Os punhos do Space Wolf se fecharam e seu rosto era incapaz de esconder a frustração. Encarou seu superior desafiadoramente e a tensão se espalhou no ar, sendo imediatamente dissipada por Caddon.
“Até onde sei”, respondeu Caddon, quase perdendo as estribeiras, “é o cão que obedece as ordens do dono, e não o contrário”.
Tor rosnou em resposta, os dentes à mostra e os olhos faiscando. Sua compostura estava no limite, o lobo lutava para se libertar. Caddon observava-o com desdém e impaciência.
“Nas estepes chogorianas”, soou uma voz suave atrás deles, “os melhores caçadores usam as melhores aves de caça”.
Tor se virou para observar a figura tranquila do Capitão Ghasubai à porta. Não sabia há quanto tempo o White Scar observava a discussão, mas a mão do oficial sobre o punho de seu tulwar foi o suficiente para aplacar a fúria do fenrisiano.
“Muitos se perguntam porque criaturas tão poderosas quanto o falcão e a águia não voam sozinhas, livres dos laços de servidão”, continuou Ghasubai. “É verdade que o falcão pode voar sozinho, mas a dureza das estepes logo lhes revelariam seus rivais.

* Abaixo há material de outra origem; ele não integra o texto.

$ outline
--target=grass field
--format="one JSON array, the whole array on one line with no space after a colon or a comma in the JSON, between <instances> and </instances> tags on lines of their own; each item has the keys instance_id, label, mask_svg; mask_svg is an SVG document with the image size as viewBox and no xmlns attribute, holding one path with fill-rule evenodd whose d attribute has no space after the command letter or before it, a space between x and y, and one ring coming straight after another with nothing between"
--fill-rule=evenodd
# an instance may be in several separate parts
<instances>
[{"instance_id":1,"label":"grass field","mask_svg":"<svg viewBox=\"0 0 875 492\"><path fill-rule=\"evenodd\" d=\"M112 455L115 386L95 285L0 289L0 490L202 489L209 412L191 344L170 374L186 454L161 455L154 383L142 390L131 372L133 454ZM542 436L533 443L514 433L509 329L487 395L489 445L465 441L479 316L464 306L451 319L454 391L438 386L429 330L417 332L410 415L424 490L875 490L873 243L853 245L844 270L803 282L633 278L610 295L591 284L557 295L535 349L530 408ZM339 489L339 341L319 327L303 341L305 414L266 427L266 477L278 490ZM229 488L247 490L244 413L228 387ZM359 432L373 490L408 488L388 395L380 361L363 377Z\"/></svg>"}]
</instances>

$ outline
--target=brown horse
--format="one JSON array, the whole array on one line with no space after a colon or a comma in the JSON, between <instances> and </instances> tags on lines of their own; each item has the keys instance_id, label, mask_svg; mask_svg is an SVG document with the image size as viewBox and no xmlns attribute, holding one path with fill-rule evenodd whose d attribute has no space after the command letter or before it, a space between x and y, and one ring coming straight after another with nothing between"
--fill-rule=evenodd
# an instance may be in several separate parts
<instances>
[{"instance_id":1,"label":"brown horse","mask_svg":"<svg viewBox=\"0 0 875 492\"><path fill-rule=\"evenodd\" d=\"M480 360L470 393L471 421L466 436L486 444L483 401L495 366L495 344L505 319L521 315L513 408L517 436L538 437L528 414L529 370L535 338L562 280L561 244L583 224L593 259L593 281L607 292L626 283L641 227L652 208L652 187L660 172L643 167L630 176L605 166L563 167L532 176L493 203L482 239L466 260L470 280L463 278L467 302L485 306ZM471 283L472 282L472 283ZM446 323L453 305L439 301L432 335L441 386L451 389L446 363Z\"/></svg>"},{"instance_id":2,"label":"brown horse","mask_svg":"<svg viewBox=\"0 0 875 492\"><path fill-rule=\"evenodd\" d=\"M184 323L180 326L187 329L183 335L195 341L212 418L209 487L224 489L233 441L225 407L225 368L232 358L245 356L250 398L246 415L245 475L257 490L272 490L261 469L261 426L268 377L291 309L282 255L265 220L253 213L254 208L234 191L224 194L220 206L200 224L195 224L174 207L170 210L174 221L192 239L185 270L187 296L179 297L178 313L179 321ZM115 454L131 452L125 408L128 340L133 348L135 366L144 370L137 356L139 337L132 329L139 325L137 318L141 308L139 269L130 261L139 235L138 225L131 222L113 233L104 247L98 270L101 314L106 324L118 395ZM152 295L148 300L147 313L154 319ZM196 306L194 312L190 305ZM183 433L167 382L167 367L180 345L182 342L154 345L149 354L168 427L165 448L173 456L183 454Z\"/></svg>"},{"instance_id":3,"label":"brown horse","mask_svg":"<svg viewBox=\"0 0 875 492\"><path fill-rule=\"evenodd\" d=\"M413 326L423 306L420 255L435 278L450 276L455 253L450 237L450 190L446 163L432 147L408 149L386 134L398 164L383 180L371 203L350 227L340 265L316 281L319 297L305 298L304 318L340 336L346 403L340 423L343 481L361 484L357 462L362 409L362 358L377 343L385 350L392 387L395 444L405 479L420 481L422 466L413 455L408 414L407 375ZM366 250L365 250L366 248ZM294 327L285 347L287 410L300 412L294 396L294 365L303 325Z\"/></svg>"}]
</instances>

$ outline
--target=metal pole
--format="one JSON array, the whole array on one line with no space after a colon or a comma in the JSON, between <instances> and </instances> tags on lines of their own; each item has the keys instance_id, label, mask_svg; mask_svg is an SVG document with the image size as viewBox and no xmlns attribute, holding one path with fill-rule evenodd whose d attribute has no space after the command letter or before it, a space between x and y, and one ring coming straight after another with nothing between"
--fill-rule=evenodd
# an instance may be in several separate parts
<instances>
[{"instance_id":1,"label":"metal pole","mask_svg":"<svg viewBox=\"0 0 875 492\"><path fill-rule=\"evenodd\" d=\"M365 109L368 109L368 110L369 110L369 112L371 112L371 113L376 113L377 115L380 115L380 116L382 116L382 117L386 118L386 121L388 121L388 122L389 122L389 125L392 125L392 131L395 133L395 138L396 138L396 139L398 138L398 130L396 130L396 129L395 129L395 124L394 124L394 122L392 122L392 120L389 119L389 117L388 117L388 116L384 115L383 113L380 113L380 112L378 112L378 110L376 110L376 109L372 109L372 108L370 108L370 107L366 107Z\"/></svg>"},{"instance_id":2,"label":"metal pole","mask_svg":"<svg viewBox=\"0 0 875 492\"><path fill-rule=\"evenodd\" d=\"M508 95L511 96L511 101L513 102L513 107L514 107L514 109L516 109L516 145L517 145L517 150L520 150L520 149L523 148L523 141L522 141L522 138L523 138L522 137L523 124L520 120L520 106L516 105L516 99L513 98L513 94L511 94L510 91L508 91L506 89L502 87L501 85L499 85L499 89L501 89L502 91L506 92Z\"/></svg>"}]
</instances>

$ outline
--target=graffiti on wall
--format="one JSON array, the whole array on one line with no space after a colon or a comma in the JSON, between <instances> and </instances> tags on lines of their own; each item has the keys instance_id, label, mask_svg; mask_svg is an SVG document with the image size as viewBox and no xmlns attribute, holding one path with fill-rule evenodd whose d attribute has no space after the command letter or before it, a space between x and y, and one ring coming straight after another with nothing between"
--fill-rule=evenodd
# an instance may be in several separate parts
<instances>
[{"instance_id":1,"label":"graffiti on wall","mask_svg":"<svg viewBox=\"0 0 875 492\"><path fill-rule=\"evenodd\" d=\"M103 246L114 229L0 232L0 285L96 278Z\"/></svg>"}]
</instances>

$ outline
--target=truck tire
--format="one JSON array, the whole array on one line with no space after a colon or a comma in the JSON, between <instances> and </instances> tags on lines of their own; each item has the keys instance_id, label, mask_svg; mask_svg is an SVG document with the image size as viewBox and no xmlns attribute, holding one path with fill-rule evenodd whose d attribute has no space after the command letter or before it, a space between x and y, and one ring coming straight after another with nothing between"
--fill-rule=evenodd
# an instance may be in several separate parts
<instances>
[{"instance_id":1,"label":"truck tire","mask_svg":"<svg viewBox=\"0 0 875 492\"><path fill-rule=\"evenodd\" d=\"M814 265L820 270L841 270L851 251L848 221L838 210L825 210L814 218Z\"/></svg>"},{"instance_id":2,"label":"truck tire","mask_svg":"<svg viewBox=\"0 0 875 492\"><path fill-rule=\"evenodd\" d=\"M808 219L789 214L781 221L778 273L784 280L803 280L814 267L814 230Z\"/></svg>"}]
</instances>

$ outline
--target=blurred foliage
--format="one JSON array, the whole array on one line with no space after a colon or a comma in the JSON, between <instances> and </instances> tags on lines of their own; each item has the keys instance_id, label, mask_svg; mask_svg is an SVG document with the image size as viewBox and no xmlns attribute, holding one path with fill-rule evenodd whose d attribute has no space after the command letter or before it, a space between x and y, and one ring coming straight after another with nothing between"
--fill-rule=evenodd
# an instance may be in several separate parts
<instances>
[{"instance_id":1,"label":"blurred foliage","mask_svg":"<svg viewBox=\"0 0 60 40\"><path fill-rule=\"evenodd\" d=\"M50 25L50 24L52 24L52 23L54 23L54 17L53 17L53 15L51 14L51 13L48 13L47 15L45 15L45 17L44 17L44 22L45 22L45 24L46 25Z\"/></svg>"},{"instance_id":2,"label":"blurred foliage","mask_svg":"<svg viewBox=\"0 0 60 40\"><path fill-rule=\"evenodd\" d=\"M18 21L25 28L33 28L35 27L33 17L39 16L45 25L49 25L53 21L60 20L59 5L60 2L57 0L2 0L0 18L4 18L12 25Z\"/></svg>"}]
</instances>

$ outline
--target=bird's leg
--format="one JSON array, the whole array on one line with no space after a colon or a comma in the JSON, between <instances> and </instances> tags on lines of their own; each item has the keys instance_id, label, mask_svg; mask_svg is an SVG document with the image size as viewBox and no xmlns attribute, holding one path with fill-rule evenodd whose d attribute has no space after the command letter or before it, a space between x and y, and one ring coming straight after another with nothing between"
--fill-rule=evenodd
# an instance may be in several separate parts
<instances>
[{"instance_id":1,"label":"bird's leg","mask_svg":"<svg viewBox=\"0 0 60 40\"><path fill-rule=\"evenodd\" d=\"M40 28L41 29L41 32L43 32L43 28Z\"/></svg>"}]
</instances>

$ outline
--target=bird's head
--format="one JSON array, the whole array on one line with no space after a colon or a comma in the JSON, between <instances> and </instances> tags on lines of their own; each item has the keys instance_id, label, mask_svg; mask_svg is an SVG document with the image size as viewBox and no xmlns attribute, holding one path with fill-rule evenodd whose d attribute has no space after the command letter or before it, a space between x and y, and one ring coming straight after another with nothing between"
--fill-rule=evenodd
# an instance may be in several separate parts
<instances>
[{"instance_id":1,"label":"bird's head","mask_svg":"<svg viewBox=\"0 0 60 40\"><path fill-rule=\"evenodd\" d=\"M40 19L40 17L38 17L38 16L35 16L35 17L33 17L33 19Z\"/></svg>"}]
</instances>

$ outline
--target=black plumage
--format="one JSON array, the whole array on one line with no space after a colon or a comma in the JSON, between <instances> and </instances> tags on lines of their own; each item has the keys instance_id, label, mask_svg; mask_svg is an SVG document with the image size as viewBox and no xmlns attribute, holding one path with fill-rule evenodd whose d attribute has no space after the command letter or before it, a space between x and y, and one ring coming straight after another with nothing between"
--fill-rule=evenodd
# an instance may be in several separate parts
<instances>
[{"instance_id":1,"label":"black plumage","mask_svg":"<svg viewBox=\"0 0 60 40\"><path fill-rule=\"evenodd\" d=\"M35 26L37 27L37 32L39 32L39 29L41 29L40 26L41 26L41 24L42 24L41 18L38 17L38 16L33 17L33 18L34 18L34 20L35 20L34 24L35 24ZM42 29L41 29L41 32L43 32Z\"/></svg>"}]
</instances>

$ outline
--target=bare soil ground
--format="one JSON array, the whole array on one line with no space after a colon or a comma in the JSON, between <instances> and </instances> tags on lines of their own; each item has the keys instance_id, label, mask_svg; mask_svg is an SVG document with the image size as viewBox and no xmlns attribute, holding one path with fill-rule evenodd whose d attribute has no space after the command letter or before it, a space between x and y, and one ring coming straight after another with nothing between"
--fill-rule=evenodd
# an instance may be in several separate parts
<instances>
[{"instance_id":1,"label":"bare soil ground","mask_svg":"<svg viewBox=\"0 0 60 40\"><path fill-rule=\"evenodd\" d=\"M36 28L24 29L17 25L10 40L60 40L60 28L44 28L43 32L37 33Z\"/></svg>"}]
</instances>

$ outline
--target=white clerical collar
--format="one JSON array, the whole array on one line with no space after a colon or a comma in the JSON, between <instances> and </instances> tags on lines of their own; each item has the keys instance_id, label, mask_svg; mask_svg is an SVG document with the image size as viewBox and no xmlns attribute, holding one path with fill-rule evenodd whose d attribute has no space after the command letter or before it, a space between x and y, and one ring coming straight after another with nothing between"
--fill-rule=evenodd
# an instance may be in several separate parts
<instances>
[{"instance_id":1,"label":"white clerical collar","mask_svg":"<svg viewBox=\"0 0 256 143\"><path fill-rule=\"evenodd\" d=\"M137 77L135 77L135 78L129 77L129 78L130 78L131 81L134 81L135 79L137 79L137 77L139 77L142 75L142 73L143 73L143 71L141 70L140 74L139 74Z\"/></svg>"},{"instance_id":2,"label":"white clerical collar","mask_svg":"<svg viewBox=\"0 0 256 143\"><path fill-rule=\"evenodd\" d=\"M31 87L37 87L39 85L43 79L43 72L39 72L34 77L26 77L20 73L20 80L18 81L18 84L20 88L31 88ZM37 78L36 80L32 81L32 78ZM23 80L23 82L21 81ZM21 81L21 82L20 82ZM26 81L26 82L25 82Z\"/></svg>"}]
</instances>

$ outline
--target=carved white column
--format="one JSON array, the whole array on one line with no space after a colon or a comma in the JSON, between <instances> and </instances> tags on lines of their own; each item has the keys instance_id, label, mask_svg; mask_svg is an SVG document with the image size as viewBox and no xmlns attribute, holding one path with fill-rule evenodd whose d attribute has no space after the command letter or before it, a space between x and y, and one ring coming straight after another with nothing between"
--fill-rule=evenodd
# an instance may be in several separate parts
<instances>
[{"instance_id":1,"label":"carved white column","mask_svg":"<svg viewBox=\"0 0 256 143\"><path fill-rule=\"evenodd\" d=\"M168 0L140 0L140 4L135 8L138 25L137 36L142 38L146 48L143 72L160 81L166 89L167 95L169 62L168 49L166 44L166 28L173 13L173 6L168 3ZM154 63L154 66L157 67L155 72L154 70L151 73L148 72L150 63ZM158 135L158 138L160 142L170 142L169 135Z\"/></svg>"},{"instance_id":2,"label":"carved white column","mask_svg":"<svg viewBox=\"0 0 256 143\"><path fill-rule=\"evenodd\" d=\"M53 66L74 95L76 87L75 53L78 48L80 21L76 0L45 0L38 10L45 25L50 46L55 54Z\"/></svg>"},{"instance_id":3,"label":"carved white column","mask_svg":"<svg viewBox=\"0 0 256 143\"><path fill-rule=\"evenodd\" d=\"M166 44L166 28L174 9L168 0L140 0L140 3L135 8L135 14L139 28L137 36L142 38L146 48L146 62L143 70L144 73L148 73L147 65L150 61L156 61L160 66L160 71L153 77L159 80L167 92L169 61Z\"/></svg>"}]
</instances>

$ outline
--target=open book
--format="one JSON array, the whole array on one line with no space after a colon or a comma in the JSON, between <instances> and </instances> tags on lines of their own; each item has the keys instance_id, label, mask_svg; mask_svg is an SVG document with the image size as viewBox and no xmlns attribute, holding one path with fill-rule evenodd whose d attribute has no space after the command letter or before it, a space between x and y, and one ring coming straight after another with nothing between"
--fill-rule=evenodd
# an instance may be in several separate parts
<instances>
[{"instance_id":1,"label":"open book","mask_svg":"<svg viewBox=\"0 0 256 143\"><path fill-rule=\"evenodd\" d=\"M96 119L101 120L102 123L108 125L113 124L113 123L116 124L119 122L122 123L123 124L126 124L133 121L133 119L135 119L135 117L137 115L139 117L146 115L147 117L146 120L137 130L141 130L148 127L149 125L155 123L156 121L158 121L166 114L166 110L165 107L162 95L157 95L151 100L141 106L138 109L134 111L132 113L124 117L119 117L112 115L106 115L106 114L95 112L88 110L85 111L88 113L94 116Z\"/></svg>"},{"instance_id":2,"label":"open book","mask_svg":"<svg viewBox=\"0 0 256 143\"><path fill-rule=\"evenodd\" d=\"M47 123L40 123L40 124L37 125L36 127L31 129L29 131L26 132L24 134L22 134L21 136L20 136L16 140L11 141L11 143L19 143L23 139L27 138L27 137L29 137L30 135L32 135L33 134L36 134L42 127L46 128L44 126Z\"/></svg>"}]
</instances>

Por isso, a união harmônica entre homem, cavalo e falcão é que domina a natureza de Chogoris”. Ghasubai olhou para o Space Wolf. “É através da harmonia que a humanidade prevalecerá, Tor. Sabemos o preço que foi pago quando irmão lutou contra irmão; os inimigos se fortalecem quando nossos caminhos se separam. Sem harmonia, perambulamos pelas planícies da galáxia até sermos vencidos pelo cansaço, restos amaciados para os chacais”.
“Não posso abandonar meus verdadeiros irmãos”, respondeu Tor. “Eles estão em perigo, todos os meus instintos me dizem isso”.
Ghasubai olhou fixamente para Tor, avaliando-o demoradamente; o Space Wolf sentiu o peso de seu julgamento e esperou. O capitão tinha uma postura modesta e relaxada, mas todos ali reconheciam seu valor. As próximas palavras emitidas pelo Capitão-Vigia seriam as palavras finais sobre aquela questão.
“Se há uma falha na unanimidade desta organização, nós tombaremos diante dos horrores da galáxia. Eu não arriscarei a harmonia de nossa companhia, e portanto… Eu autorizo seu pedido. Você pode voltar ao seu Capítulo e perseguir os inimigos do Imperador junto aos seus verdadeiros irmãos”.
Tor suspirou aliviado, mas tal permissão não provocou-lhe tanto júbilo. Estava dividido entre a desonra e a grande ameaça que atormentava seu Capítulo. Mas a matilha o chamara, e ele deveria responder.